“There’s nothing that feels similar to when everyone in one place has the same energy,” she told NBC News in a text message Wednesday, adding: “It was very cool and special, it’s something that doesn’t happen outside of the World Cup.”
The viral trend first emerged during a 0-0 friendly draw with Switzerland in March, as Norway prepared for the World Cup, and has swiftly become the country’s trademark national celebration.
Locke said such trends are “a way in which people express their culture.”
The Norway team has made other nods to its historical roots, posing in Viking costumes for its departure photo ahead of the tournament.
Before this summer, Norway had not qualified for a World Cup in 28 years, but the team has now rowed its way into the knockout rounds.

Scotland fans, known collectively as the Tartan Army, have also made their presence felt during the team’s knockout matches in Boston and Miami.

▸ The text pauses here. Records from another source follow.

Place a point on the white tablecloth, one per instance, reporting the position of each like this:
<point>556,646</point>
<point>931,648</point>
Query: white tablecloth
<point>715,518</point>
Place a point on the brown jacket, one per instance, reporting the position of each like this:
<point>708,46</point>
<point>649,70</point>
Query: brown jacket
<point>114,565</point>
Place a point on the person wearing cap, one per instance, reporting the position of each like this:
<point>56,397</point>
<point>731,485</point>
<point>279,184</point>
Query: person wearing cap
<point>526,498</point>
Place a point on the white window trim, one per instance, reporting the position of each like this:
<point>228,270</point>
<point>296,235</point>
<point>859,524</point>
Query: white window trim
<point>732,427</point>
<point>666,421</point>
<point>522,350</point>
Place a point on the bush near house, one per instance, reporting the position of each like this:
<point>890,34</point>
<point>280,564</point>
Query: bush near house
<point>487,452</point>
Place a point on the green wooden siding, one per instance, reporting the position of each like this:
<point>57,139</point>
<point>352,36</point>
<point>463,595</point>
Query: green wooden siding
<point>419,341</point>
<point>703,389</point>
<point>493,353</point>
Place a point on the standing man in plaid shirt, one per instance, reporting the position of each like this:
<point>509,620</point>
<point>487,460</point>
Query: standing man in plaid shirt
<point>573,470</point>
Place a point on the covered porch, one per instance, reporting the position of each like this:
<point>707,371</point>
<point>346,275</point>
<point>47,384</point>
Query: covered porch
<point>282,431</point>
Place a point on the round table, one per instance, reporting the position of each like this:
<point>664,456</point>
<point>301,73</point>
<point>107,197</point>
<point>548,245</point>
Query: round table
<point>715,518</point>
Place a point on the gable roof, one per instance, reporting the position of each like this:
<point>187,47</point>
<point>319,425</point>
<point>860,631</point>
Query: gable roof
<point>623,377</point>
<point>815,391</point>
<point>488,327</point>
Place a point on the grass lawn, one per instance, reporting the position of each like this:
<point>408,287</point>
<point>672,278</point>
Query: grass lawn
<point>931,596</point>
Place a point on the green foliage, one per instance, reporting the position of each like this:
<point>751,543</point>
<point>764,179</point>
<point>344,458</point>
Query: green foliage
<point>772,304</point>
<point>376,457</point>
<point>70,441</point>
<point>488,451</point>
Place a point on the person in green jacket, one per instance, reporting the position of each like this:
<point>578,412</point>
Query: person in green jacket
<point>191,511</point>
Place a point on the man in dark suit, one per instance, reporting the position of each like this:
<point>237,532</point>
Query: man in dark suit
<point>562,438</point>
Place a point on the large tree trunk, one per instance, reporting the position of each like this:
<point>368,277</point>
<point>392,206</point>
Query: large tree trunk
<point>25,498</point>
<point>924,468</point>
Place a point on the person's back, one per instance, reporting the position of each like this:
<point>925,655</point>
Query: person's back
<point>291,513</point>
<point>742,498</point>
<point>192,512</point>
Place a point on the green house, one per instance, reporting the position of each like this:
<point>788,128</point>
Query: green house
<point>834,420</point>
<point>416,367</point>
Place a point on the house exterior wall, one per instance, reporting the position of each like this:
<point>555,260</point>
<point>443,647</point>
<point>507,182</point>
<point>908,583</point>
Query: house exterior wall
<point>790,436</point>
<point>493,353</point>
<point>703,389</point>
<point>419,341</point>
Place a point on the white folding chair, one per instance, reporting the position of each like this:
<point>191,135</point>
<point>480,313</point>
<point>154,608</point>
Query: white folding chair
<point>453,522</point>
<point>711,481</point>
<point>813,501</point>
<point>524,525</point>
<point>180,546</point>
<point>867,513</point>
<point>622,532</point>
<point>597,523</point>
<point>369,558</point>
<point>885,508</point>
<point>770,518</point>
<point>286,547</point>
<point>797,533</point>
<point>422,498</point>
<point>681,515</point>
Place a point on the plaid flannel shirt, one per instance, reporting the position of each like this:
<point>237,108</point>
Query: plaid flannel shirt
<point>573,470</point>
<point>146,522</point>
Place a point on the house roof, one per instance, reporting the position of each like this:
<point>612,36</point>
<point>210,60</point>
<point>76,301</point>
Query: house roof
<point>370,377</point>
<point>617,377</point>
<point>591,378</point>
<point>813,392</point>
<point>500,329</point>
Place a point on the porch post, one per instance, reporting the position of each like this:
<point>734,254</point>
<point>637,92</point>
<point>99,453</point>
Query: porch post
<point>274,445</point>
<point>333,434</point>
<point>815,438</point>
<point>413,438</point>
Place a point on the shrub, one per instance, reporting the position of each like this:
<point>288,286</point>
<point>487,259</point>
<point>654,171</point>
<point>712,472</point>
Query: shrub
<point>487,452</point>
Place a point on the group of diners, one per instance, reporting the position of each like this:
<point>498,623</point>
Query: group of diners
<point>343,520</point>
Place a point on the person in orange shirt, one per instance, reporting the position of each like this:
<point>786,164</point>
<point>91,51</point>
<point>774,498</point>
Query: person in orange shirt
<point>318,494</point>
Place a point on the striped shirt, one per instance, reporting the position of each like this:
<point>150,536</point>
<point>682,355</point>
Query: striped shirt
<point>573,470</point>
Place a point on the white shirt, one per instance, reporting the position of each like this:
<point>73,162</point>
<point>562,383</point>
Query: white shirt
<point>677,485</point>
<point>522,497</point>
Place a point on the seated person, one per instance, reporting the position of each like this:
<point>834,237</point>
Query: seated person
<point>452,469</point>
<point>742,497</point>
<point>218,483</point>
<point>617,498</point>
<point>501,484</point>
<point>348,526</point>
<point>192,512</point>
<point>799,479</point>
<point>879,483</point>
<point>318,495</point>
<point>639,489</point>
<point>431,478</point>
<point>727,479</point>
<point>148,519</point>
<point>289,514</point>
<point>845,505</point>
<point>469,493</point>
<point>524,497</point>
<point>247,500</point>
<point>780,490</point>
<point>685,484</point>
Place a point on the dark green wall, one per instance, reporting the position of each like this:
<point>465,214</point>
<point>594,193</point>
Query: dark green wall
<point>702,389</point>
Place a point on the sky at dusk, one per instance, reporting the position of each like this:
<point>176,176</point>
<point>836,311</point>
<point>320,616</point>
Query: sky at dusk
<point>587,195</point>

An estimated 50,000 Scotland fans traveled to Boston for the team’s matches, determined to party hard despite Scotland’s mixed performance in the tournament. Dressed in traditional Scottish kilts, the fans frequently herald their arrival with the sounds of bagpipes blaring through the streets.
Ahead of Scotland’s ill-fated clash with Brazil on Wednesday, a large Tartan Army contingent took in a Miami Marlins baseball game, bringing bagpipes and the party with them. Fans have also indulged in a more modern Scottish tradition, adorning statues in both cities with traffic cones.


Scottish bagpipes are not the only unique instruments around the tournament, with Swiss fans recognizable from their ringing cowbells. One well-known sonic symbol that won’t be seen at this year’s tournament, however, is South Africa’s vuvuzela — a plastic horn that was banned from World Cup stadiums along with other noisemakers after its widespread use at the 2010 tournament hosted in the country.
“What we are observing in the stands and along the streets of North America at this World Cup is a very interesting expression of national identity, which illustrates a shift in how culture is produced and circulated in global sport,” said Paul Widdop, an associate professor and reader in sport business at Manchester Metropolitan University in Britain.
“What matters is not whether these practices are authentic or traditional,” Widdop said via email. “What matters is that they work as simple, repeatable forms of cultural expression that can be recognized across borders.”
For fans from the Democratic Republic of the Congo, the symbol of national identity has taken a very different form.
Throughout the tournament, the Congolese have rallied around Michel Nkuka Mboladinga, a fan who attends matches as a living statue representing one of the country’s national heroes, assassinated independence leader and Prime Minister Patrice Lumumba.